Well, patterns are a step in the process, but other steps need to follow, which is what I was saying. When you identify the pattern, you see the potential for a standard part. You then need to formalize that standard part and put it in your library. If this turns out to be difficult/impossible, and you therefore have to repeatedly implement this pattern, then you know that your means for expressing abstractions is obviously not good enough, because it didn't allow you to capture the relationships expressed in the pattern.
Patterns are a small part of recognising that there are standard ways to do things and you shouldn't fuss about smaller details.
Exactly, except that patterns do force you to fuss the small details, and that is what is being criticized.
_Real_ engineers do not make each nut and bolt individually.
Exactly.
We do not try to reinvent every little item in a product. We combine standard parts (patterns) whenever possible and trust them to behave as specified.

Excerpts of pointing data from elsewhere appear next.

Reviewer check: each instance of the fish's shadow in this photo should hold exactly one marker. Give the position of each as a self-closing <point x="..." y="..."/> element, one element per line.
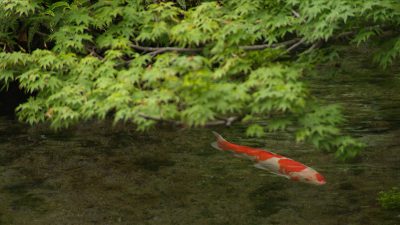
<point x="269" y="198"/>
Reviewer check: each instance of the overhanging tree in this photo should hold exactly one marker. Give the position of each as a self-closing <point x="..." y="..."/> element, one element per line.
<point x="187" y="62"/>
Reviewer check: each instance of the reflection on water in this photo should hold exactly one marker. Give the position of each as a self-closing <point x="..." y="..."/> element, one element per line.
<point x="99" y="174"/>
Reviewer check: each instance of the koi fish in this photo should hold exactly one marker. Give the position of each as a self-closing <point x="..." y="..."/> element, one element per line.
<point x="272" y="162"/>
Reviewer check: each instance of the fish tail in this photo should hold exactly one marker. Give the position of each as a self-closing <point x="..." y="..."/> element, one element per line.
<point x="220" y="139"/>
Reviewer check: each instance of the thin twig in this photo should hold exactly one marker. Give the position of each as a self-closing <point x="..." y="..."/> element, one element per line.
<point x="158" y="50"/>
<point x="224" y="121"/>
<point x="297" y="44"/>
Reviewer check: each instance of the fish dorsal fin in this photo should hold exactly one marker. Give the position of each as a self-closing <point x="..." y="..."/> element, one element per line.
<point x="215" y="145"/>
<point x="218" y="136"/>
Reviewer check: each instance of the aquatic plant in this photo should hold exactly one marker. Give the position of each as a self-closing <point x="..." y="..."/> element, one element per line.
<point x="190" y="63"/>
<point x="390" y="199"/>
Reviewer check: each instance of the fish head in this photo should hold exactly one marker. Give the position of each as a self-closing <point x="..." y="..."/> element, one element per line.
<point x="315" y="178"/>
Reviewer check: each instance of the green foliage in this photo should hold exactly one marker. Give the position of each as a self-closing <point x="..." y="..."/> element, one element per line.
<point x="187" y="62"/>
<point x="390" y="199"/>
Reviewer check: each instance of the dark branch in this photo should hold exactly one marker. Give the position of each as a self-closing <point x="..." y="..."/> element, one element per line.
<point x="297" y="44"/>
<point x="153" y="51"/>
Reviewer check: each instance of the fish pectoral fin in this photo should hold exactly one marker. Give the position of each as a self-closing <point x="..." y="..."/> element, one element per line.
<point x="243" y="156"/>
<point x="215" y="145"/>
<point x="261" y="166"/>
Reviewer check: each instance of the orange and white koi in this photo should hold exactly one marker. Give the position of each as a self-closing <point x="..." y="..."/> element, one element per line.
<point x="272" y="162"/>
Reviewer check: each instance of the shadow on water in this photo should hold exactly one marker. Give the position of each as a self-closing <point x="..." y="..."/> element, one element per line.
<point x="269" y="198"/>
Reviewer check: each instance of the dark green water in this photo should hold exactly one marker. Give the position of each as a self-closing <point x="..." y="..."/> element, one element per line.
<point x="100" y="174"/>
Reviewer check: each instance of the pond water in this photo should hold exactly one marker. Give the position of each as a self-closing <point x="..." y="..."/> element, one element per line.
<point x="96" y="173"/>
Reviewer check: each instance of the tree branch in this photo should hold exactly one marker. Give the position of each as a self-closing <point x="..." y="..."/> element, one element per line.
<point x="221" y="121"/>
<point x="297" y="44"/>
<point x="153" y="51"/>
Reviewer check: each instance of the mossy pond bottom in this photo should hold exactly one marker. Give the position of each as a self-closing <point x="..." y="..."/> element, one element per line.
<point x="96" y="173"/>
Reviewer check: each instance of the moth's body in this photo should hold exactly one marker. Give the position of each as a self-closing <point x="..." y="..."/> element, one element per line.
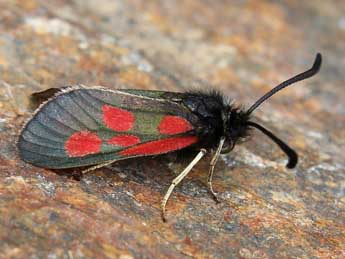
<point x="82" y="126"/>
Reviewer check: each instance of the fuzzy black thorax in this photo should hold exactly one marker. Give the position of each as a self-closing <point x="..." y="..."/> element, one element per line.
<point x="219" y="119"/>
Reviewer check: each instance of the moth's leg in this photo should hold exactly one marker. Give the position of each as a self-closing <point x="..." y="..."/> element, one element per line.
<point x="179" y="178"/>
<point x="212" y="165"/>
<point x="98" y="166"/>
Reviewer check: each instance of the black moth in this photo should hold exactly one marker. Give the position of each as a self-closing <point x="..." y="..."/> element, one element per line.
<point x="95" y="127"/>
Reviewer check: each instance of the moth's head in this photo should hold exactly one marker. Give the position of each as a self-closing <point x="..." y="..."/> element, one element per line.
<point x="237" y="123"/>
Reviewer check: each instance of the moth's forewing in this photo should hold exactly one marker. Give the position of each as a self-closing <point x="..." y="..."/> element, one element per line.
<point x="87" y="126"/>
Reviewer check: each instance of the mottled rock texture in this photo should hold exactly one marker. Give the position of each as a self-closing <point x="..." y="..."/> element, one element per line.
<point x="242" y="48"/>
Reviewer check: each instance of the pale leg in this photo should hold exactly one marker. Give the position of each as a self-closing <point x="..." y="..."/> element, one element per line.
<point x="179" y="178"/>
<point x="98" y="166"/>
<point x="212" y="165"/>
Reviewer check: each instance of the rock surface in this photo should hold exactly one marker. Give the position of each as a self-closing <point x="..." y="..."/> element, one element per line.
<point x="242" y="48"/>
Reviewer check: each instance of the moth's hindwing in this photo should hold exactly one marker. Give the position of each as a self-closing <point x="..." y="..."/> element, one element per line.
<point x="88" y="126"/>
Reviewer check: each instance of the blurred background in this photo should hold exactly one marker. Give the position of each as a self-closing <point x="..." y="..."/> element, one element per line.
<point x="242" y="48"/>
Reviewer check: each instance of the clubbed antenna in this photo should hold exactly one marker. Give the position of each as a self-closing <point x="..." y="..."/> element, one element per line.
<point x="309" y="73"/>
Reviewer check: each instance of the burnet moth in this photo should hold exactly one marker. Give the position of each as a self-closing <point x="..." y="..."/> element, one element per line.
<point x="83" y="126"/>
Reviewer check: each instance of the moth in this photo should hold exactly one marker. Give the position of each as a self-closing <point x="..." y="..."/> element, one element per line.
<point x="82" y="126"/>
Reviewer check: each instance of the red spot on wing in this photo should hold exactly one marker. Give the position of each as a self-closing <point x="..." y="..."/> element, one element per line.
<point x="124" y="140"/>
<point x="174" y="125"/>
<point x="83" y="143"/>
<point x="160" y="146"/>
<point x="117" y="119"/>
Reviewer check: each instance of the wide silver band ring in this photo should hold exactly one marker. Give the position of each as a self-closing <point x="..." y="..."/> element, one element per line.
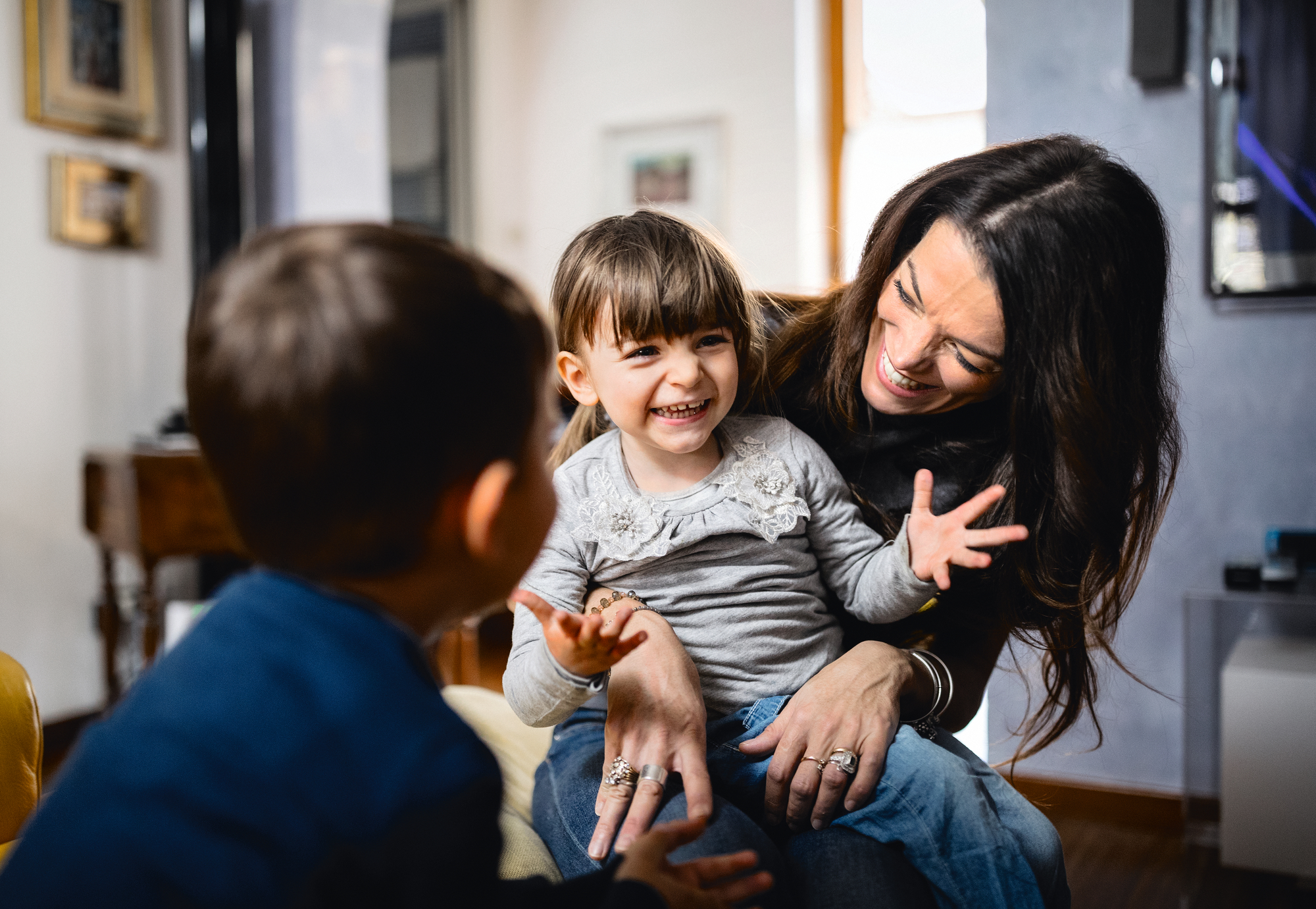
<point x="622" y="773"/>
<point x="656" y="773"/>
<point x="846" y="760"/>
<point x="818" y="762"/>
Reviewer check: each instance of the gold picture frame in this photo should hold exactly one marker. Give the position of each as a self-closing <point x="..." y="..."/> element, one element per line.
<point x="95" y="205"/>
<point x="91" y="68"/>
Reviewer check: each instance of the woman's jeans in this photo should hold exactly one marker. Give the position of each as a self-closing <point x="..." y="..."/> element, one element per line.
<point x="968" y="831"/>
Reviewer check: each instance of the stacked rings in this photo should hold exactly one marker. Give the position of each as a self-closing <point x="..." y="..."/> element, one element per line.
<point x="622" y="773"/>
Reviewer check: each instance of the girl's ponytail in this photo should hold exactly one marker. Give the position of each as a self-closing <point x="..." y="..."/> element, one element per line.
<point x="586" y="425"/>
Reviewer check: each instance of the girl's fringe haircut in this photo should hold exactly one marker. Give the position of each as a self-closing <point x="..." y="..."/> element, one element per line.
<point x="644" y="276"/>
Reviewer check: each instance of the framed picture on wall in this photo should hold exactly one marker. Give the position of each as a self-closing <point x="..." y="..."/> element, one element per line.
<point x="91" y="68"/>
<point x="674" y="168"/>
<point x="95" y="205"/>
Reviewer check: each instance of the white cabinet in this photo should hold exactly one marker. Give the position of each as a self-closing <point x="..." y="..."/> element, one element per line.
<point x="1268" y="755"/>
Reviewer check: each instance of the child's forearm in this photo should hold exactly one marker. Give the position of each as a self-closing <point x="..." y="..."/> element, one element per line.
<point x="888" y="589"/>
<point x="536" y="687"/>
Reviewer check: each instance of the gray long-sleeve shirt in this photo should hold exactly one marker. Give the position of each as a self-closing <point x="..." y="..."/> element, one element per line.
<point x="739" y="564"/>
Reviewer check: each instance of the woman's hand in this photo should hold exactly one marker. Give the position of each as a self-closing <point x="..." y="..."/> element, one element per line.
<point x="939" y="542"/>
<point x="694" y="884"/>
<point x="853" y="704"/>
<point x="656" y="715"/>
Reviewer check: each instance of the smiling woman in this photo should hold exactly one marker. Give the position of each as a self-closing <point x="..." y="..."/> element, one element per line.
<point x="928" y="355"/>
<point x="1007" y="326"/>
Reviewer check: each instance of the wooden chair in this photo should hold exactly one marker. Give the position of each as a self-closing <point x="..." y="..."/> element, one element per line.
<point x="20" y="751"/>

No, patterns are *not* standard parts. They are descriptions of how you can make your own custom part of a specific kind. So instead of grabbing a part from your bin, you get instructions on how to build your own.

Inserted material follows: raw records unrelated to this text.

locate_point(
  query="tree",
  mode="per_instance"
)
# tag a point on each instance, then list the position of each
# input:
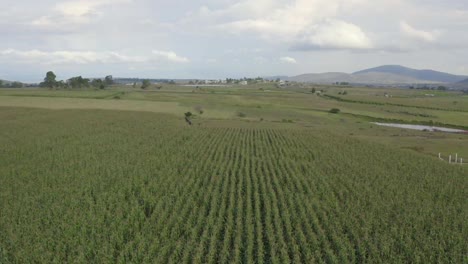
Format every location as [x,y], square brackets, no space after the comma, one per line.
[49,80]
[16,85]
[108,80]
[98,83]
[78,82]
[145,84]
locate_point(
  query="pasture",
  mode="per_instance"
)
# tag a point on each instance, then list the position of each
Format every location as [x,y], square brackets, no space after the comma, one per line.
[118,176]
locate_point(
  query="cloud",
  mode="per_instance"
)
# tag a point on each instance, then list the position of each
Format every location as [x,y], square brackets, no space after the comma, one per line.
[288,60]
[169,56]
[74,12]
[87,57]
[417,34]
[334,34]
[308,24]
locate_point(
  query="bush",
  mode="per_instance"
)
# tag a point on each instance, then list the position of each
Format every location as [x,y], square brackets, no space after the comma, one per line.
[241,114]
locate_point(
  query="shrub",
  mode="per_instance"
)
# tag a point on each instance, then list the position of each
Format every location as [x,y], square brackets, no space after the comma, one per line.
[241,114]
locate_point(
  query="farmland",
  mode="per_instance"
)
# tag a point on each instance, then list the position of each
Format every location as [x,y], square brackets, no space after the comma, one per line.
[118,176]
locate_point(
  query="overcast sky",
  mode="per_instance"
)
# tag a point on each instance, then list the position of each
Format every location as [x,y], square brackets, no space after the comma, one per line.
[228,38]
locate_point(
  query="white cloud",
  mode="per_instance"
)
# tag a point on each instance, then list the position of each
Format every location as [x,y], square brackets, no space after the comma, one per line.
[74,12]
[170,56]
[87,57]
[305,23]
[68,57]
[334,34]
[414,33]
[289,60]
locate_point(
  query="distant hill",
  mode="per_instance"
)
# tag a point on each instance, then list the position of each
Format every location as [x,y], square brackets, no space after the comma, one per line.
[388,74]
[425,75]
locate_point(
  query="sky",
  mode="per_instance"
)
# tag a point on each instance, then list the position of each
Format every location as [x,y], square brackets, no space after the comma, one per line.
[214,39]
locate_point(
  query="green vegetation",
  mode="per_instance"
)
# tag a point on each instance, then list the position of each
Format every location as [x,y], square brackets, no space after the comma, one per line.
[263,174]
[112,186]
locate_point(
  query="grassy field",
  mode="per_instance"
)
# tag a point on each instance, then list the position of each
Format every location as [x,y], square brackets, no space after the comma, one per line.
[118,176]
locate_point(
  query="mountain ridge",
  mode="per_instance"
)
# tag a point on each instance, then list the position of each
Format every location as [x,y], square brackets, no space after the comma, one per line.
[385,74]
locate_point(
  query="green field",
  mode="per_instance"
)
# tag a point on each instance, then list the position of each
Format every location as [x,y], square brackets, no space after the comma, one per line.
[118,176]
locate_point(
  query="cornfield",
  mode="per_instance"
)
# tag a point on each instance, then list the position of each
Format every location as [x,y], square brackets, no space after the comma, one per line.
[108,186]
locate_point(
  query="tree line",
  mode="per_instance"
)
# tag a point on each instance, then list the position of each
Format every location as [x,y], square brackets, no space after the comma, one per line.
[4,84]
[50,81]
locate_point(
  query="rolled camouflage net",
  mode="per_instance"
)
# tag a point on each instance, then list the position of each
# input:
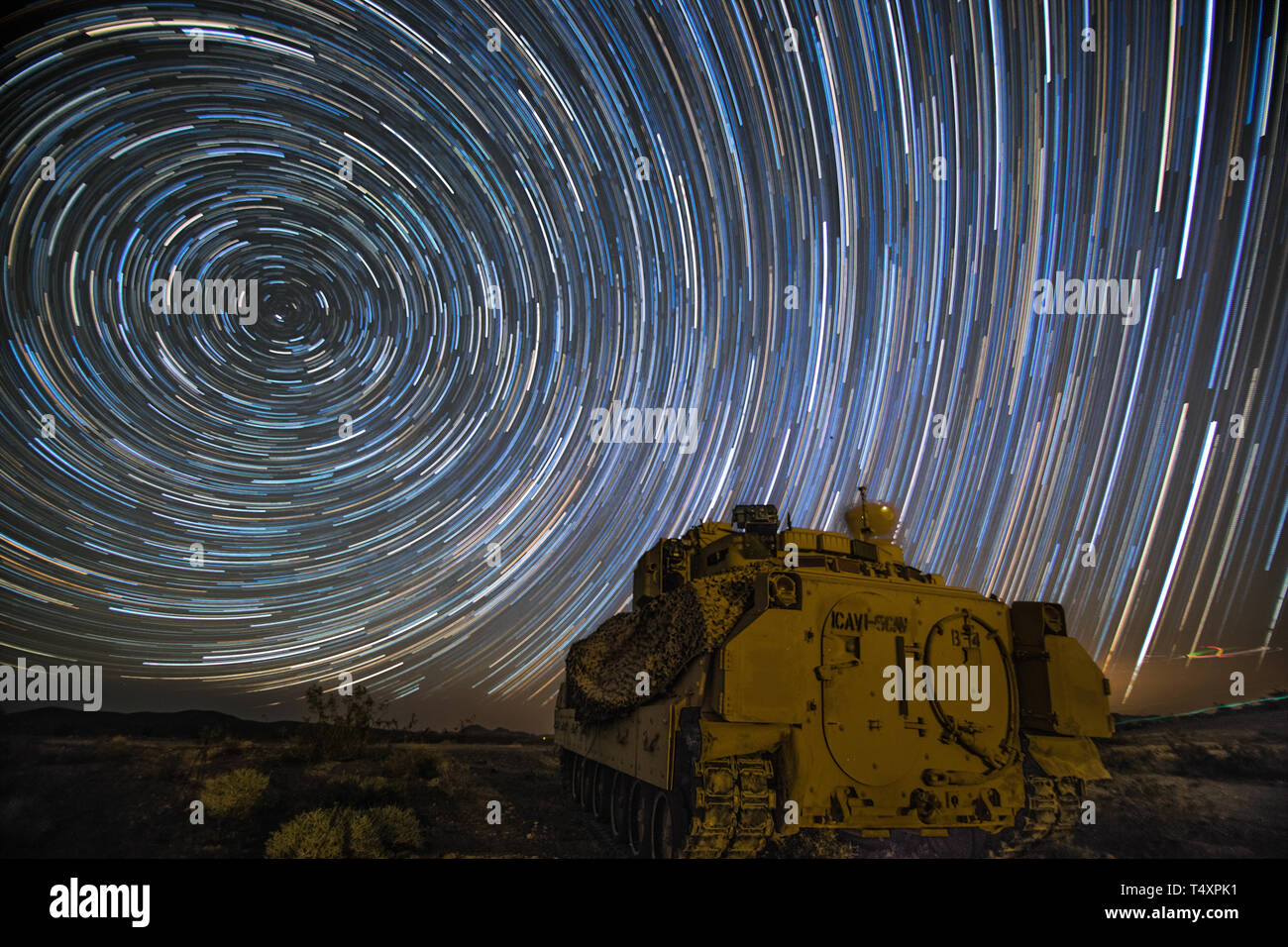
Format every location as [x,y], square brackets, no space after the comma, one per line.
[661,638]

We use building codes and ASME codes (patterns) etc etc to avoid innovation whenever posible. Innovation is expensive, risky, and requires way too much work to be worth the hassle when dealing with trivia. Save the skull-sweat for important parts, like the point of the product.
Exactly. Each "pattern" has a constant part and a variable part. In software, I should be able to put all of the constant part away in my library and only deal with parameterizing it with the variable part. Always. "Design Patterns" are description of recurring "patterns", and therefore obviously of parts that haven't been put in the library yet, because otherwise they wouldn't recur.
Funnily enough, OOP is another small aspect of this. Which is why I've always considered Smalltalk the natural language of engineering.
Yes. A procedure captures a pattern of statements, puts it away (by name) and allows it to be instantiated/used with parameters. An object captures patterns of data + procedures (though it also does more). So there should be something that "captures" the current level of "patterns", and it turns out that there are mechanisms for doing that, at least to some extent. As I said (and the LISPy gentleman wrote), each time you actually see a recurring pattern that you did *not* put away, you see that you have a problem...
The downside of this is that every item produced in this manner is decidedly sub-optimal. Bolts are a little larger than is really needed, bearings are a bit over rated, beams are a little stronger than is truly required.
Yes, that is the problem with standard parts. However, software has the interesting aspect that the parts can be paremeterized. This is not necessarily a perfornance question either, but more often a "suitability" question.
Yes, you could tweak each component obsessively to what you think is perfection but you would make your product utterly impossible to afford.
Yes, but that wasn't what was being said, at all. Quite the contrary, in fact.